How To Train Your Robot: Best Practices For Automated Screening

DistillerAI made its global debut on Feb 11, 2018 in the latest release of the DistillerSR systematic review software platform. Since then, researchers around the world have been testing it and applying it to their literature reviews. In the process, they’ve discovered a few best practices for training DistillerAI to assist with the screening process. Here are their top tips on optimizing your training set.

First, a primer on how DistillerAI learns. When you’re screening, you’re training DistillerAI without even knowing it. As you include and exclude references during your normal screening process, the software is monitoring your decisions and learning from them. This way, training happens organically and doesn’t add overhead to what you’re already doing. Once it has enough data to make confident decisions, DistillerAI lets you know that it’s ready.

One important note on the training set you use. You want to train DistillerAI using the most accurate data possible. If you train it on data with screening errors, it will learn to replicate those errors. So, here are a few tips to keep in mind:

Clean your data before using it to train

Before you hand your screening data over to DistillerAI for training, make sure that you have reviewed it for conflicts between your human screeners and resolved any inclusion exclusion discrepancies. If we humans can't agree on what's right, it's not really fair to ask your robot to arbitrate while it's still learning!

Minimum training set size

We have found that ten or more included references and 40 or more excluded references should be enough to get DistillerAI trained to recognize inclusion and exclusion characteristics. While you can run the AI Toolkit any time to test DistillerAI, the AI Reviewer tab on your dashboard won't pop up until you have 100 screened references. Please note that a reference must have been screened by the required number of reviewers to be counted as part of the training set.

Maximum training set size

We’ve observed that learning diminishes with training sets in excess of 300 references. With that in mind, adjust your training set percentage (the percentage of human-screened references to train on) so that the set has no more than 300 references.

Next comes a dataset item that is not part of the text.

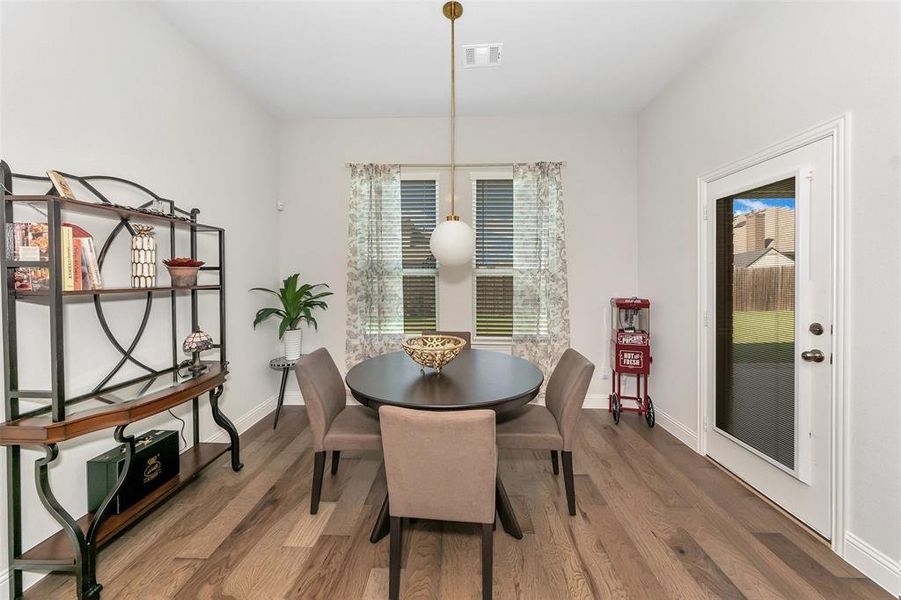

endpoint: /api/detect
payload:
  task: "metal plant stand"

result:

Please note that if you use a training set larger than 1,000, the training process may fail (the progress bar will just disappear….I know...we’re working on that). If that happens, just reduce your training set size and try again.

Use multiple screening levels to train

Humans almost always include more references than we should at the first level or stage of a systematic review. This is a best practice to avoid false exclusions. However, if you train DistillerAI on Level 1 screening results results, you will be training your robot on falsely included references. It will learn to make the same mistakes as your human screeners.

To avoid this issue, start your training set at level 1 and finish at the highest level that you have screened references at. For example, if you include Levels 1 to 3, DistillerAI will look at all references excluded at, or before, Level 3 and only look at references included at Level 3. This should dramatically reduce the number of false inclusions in your training set and make your robot smarter.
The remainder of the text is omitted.